What is Kimi K2.6?
Kimi K2.6 is Moonshot AI's open-source flagship, released in April 2026 as the successor to K2.5. It belongs to the Kimi family — a lineup of native multimodal models tuned for agentic coding, long-document reasoning, and autonomous multi-step work. Overchat AI gives you direct access without needing a Moonshot account or a Chinese phone number.
Moonshot AI, the team behind Kimi, was in Beijing in March 2023 by Yang Zhilin, Zhou Xinyu, and Wu Yuxin — all Tsinghua alumni. Yang earned his PhD at Carnegie Mellon and worked on NLP at Meta and Google Brain before co-founding the lab, which has since become one of China's most visible open-source AI labs.
K2.6 is Moonshot's strongest release to date, holding its own against closed frontier models on coding, agent, and knowledge benchmarks.
Kimi K2.6 Features
A 256K-token context window lets K2.6 read and reason over long codebases, legal filings, or research archives in a single pass. Combined with multi-head latent attention, the model keeps inference costs in check even when the conversation stretches far beyond what typical chatbots can hold.
Against the previous Kimi K2.5, the 2.6 release lands larger jumps on coding evals, longer autonomous runs, and a smoother agent swarm that scales further without drifting off-task.stronger reasoning, better factual accuracy, and noticeably improved writing quality.
Kimi K2.6 ships with open weights under a Modified MIT license, so you can pull them from Hugging Face and run K2.6 on your own hardware.

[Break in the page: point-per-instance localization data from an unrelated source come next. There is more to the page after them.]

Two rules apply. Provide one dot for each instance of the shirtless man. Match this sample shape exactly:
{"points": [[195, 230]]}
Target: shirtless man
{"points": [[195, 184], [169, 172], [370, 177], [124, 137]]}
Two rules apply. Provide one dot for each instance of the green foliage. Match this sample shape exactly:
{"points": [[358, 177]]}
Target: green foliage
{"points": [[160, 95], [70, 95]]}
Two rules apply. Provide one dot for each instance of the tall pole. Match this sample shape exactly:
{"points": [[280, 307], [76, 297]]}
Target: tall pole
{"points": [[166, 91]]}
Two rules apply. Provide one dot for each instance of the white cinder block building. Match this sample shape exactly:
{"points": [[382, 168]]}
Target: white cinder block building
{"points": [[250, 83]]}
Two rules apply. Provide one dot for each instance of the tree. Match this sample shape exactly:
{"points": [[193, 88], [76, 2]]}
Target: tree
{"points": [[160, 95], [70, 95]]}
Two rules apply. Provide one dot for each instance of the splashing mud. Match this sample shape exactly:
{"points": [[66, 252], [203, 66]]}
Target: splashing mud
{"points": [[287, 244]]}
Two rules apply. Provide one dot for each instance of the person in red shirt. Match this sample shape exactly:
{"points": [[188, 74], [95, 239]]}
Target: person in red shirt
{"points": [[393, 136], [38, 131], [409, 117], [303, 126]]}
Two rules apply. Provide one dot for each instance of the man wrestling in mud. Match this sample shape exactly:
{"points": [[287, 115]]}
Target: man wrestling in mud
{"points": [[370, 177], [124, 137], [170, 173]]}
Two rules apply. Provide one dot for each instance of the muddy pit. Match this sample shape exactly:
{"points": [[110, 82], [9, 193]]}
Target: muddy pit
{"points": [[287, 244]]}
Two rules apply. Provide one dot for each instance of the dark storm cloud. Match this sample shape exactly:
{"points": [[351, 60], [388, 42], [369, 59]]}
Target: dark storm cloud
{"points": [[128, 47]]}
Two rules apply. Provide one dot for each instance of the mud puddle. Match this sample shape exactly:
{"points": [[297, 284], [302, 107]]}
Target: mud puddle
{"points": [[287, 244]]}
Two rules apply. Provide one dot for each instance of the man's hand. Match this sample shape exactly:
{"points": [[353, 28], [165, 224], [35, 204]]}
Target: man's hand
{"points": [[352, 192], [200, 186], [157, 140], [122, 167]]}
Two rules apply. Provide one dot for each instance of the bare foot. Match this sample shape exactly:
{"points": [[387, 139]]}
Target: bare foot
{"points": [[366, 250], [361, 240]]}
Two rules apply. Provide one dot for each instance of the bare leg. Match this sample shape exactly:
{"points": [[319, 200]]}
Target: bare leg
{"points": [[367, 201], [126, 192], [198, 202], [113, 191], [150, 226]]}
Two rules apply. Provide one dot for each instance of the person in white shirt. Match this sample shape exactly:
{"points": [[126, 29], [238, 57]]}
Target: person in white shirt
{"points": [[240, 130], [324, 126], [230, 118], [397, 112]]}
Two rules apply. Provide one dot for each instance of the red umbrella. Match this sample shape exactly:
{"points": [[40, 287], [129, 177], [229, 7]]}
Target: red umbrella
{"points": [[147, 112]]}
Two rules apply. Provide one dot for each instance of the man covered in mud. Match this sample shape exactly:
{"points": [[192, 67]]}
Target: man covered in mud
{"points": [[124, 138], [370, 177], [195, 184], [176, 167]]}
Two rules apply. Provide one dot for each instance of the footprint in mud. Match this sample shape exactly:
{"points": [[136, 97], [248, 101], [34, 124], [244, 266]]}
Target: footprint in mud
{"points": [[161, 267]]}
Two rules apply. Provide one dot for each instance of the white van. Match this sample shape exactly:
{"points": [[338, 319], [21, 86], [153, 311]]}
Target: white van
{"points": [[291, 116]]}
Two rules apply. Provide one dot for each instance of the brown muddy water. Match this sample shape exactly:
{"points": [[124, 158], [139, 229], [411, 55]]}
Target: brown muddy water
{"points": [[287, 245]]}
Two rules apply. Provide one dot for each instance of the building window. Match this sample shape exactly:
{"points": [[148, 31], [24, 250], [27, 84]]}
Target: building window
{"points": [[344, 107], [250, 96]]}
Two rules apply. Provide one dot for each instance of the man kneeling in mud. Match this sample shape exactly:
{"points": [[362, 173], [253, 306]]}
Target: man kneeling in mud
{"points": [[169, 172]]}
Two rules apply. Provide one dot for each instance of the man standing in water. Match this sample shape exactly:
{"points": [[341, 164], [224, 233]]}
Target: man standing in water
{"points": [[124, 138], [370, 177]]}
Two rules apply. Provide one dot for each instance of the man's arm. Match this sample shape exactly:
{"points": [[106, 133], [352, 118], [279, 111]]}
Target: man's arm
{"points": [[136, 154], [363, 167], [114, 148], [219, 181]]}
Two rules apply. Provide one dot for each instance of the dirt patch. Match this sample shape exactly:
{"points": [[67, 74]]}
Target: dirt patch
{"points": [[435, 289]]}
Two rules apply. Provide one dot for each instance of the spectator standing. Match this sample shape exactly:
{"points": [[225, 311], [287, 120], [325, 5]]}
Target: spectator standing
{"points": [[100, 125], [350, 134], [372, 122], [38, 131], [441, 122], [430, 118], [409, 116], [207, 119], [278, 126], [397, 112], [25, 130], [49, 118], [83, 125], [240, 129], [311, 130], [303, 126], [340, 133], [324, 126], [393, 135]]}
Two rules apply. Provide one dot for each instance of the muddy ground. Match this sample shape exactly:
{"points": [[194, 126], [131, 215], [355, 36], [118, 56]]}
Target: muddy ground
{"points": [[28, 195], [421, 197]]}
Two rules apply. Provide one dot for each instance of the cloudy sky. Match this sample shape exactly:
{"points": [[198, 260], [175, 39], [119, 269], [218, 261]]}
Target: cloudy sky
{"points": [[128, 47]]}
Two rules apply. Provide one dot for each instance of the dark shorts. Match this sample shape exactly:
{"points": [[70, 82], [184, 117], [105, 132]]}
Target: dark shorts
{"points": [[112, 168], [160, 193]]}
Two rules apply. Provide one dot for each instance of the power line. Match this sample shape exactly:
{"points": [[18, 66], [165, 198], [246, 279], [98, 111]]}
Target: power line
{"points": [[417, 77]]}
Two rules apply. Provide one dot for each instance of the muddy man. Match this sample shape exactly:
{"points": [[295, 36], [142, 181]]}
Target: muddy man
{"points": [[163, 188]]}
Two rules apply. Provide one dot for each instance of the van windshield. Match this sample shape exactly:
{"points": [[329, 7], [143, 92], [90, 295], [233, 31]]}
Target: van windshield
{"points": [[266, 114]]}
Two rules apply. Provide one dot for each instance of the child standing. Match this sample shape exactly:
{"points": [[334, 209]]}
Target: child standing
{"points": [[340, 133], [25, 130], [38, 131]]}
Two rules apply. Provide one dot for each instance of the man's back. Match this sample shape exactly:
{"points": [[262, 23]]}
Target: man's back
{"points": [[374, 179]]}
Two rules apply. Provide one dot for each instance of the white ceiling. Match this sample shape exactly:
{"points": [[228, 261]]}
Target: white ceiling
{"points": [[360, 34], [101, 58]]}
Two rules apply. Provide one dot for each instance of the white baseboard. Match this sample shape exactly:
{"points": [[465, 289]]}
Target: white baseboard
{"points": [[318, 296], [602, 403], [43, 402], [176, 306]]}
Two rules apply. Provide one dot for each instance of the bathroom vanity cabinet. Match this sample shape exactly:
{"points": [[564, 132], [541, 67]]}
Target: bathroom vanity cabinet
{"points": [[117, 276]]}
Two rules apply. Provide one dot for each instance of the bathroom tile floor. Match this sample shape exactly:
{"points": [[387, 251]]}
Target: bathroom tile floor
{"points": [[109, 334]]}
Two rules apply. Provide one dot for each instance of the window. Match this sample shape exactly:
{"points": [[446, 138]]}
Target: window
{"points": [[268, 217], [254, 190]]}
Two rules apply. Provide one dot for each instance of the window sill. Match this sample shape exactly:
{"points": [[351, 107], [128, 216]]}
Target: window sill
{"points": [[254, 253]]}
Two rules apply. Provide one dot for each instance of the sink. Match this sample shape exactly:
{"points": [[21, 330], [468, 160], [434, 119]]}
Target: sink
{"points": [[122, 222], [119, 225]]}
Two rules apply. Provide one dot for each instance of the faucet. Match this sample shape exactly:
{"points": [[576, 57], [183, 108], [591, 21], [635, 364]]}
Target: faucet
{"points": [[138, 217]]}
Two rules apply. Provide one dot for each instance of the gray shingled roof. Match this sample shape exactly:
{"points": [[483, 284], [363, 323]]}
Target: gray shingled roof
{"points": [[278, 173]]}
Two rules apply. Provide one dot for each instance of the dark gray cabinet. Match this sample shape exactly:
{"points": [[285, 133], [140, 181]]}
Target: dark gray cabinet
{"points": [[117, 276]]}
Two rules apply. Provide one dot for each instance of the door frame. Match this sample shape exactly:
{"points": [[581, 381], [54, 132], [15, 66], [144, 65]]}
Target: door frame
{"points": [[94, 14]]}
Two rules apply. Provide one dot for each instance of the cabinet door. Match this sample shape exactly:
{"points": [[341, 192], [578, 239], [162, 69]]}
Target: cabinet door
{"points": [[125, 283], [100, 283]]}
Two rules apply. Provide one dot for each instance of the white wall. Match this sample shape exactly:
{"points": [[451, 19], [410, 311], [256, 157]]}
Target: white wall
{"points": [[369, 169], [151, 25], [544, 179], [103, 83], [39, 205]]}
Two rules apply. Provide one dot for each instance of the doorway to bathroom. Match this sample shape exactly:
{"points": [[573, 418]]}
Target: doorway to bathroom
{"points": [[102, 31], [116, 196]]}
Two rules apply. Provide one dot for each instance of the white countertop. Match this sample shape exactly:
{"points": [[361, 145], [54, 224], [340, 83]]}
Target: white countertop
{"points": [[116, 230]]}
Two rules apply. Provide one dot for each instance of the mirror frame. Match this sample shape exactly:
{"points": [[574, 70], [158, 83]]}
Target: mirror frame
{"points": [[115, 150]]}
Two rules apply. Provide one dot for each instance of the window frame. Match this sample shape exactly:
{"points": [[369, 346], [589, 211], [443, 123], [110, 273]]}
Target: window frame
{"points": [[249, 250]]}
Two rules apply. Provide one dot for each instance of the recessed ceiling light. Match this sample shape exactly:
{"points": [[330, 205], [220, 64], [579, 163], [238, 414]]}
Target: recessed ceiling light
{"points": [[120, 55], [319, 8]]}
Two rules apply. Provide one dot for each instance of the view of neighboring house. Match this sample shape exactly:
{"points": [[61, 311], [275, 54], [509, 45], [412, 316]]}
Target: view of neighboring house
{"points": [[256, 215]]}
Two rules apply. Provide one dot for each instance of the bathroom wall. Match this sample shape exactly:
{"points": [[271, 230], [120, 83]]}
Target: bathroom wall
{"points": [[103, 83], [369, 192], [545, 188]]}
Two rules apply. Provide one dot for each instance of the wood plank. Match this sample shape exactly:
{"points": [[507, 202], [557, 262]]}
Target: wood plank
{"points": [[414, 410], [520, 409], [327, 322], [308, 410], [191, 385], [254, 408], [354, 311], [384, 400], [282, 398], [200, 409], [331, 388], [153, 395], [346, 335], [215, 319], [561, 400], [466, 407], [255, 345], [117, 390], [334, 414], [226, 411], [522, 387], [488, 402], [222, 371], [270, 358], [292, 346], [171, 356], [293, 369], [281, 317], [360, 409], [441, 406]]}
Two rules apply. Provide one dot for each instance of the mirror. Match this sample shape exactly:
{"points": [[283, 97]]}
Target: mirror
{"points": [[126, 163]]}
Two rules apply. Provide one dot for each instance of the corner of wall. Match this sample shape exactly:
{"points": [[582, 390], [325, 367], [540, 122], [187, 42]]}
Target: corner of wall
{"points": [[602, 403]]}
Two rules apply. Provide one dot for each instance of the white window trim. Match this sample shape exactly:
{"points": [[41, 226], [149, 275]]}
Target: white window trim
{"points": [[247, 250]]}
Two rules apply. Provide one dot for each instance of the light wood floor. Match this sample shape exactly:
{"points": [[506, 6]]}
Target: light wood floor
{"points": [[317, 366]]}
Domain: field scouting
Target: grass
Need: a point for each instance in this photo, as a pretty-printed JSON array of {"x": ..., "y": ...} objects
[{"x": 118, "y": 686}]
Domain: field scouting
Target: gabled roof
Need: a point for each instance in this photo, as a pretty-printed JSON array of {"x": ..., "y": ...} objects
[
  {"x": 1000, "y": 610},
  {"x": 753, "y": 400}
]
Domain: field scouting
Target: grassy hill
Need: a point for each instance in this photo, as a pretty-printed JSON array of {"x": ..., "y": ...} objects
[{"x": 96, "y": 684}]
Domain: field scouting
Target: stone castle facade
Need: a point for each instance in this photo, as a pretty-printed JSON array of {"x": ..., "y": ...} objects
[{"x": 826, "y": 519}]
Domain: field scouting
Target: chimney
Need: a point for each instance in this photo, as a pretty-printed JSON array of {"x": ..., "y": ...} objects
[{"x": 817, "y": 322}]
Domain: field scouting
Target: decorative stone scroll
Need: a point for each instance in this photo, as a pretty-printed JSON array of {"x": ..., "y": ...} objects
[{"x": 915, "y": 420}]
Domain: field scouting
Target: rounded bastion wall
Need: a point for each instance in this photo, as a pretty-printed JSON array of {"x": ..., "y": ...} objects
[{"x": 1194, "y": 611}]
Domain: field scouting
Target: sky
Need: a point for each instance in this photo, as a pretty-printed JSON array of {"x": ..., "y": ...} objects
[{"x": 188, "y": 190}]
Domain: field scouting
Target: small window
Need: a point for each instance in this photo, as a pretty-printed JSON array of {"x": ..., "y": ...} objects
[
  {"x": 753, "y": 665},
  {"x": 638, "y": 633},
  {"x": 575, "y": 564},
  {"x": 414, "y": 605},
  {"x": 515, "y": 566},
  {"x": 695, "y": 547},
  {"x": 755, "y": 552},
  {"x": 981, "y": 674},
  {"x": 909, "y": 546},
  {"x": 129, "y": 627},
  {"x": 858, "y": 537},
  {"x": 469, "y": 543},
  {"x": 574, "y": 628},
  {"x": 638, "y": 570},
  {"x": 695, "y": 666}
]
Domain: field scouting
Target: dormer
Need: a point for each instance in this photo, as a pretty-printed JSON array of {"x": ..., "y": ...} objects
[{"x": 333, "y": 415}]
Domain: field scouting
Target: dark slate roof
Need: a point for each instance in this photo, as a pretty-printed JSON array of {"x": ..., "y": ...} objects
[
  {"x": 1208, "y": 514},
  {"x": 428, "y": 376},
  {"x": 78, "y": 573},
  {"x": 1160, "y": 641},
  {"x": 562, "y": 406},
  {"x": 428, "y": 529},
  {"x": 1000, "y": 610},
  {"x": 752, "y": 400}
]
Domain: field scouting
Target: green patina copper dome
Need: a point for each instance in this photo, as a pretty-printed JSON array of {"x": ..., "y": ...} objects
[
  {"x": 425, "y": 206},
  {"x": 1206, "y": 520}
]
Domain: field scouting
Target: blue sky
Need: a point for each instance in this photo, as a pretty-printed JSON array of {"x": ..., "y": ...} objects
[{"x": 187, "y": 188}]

If you'd rather skip the setup, Overchat AI lets you chat with it instantly — no Moonshot API key or China-region account required.
Moonshot ships K2.6 in four flavors within the Kimi family: Instant for snappy replies, Thinking for deeper reasoning, Agent for research, slides, sites, docs, and sheets, and Agent Swarm for large-scale parallel work across hundreds of sub-agents.
What makes Moonshot stand out is how much it leans into safety and transparency. The weights, the benchmarks, and the agent primitives are all public, so researchers and developers can inspect, fine-tune, and extend K2.6 instead of treating it as a black box. That openness makes it perfect for critical tasks where you need a strong coding partner you can audit end to end.